Together AI has released DeepSWE, a state-of-the-art, fully open-sourced software engineering agent that is trained entirely through reinforcement learning (RL). Built on top of the Qwen3-32B language model, DeepSWE achieves 59% accuracy on the SWEBench-Verified benchmark and 42.2% Pass@1, topping the leaderboard among open-weight models. This launch represents a significant shift for Together AI, from traditional pretraining pipelines toward creating autonomous language agents that continuously learn and improve via real-world feedback.
Reinforcement Learning Meets Code Generation
DeepSWE is the result of post-training the Qwen3-32B foundation model using rLLM, Agentica’s modular reinforcement learning framework tailored for language agents. Unlike conventional supervised fine-tuning approaches, rLLM enables agents to adapt to real-world workflows through experience.

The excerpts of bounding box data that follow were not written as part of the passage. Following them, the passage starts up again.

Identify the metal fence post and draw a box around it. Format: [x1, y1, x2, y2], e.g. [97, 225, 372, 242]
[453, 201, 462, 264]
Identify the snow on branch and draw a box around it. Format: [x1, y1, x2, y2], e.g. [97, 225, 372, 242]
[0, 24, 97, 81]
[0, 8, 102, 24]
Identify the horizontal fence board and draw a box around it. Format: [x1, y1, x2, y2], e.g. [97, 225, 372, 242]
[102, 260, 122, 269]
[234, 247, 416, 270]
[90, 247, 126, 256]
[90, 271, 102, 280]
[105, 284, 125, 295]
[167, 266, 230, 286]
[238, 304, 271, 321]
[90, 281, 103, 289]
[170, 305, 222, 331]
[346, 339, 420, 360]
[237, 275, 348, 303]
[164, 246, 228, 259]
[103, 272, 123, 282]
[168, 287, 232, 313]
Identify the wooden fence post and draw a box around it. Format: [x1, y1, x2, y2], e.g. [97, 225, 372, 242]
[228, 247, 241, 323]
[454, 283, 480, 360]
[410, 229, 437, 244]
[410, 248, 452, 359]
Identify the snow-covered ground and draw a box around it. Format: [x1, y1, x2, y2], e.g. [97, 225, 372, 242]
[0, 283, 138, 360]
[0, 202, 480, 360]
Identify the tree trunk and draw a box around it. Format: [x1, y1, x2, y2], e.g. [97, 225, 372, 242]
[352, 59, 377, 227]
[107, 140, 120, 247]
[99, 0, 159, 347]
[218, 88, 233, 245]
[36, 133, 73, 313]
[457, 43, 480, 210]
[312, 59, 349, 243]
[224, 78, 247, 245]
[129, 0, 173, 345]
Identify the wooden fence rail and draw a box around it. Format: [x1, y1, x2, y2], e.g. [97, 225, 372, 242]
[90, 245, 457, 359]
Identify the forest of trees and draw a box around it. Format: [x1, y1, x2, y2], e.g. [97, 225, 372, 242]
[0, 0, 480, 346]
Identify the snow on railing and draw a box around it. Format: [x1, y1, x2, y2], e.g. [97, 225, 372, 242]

DeepSWE has been specifically trained to solve complex software engineering tasks using a feedback-driven loop rather than static datasets.
The training pipeline incorporates Agentica’s R2EGym dataset—a software engineering benchmark designed for RL-style agent development. The framework focuses on training language models with action-oriented objectives, such as fixing bugs, completing functions, and editing code, rather than merely predicting next-token distributions. This aligns DeepSWE more closely with how human engineers iterate and learn from outcomes.
Performance Benchmarks and Capabilities
On SWEBench-Verified, the most rigorous benchmark for software engineering agents, DeepSWE scores 59% with test-time scaling. This significantly outperforms previous open-weight models. In Pass@1 evaluations—which measure the probability that the agent solves a problem correctly on the first attempt—DeepSWE reaches an impressive 42.2%.
These results underscore the power of RL-based training in enhancing agentic behavior, particularly in domains requiring iterative reasoning and precise outputs, such as code synthesis. The model’s architecture, inherited from Qwen3-32B, enables it to scale effectively while remaining suitable for real-world applications.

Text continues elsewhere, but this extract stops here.